I’ve been benchmarking the performance of a 1TB sort between Clear Linux and Ubuntu server distributions. Clear Linux comes out ahead, but I have a few questions about why.
One difference I noticed is the sort generates 6711 minor page faults under CL, in contrast to 3166105 minor page faults under Ubuntu. I’m not used to thinking of minor page faults as a performance issue, but anytime I see a difference in the millions, that gets my attention.
Is this difference because CL uses a larger page size to hold code, a smaller memory footprint for the system libraries, or for some other reason?
Another interesting thing I noticed is the sort performance under CL shows a clear improvement (in terms of elapsed time) the more often I run the sort. It’s as if something about the sort is being cached in between consecutive runs. I don’t see this same performance improvement trend under Ubuntu.

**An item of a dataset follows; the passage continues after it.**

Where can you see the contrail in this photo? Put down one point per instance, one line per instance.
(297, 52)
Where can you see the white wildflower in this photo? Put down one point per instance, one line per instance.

The most obvious source of caching is the buffer cache, but before each sort, I’m using drop_caches to clear that out: sync; echo 3 | sudo tee /proc/sys/vm/drop_caches
. So this is making me wonder what other caching might cause this performance improvement.
The sort I’m running is the Nsort product from Ordinal Technologies. This is not an open source product, so I don’t know if it tries to use huge pages, but it does allocate quite a bit of memory. The CPU is an AMD Ryzen Embedded V3C14 with four cores and eight threads.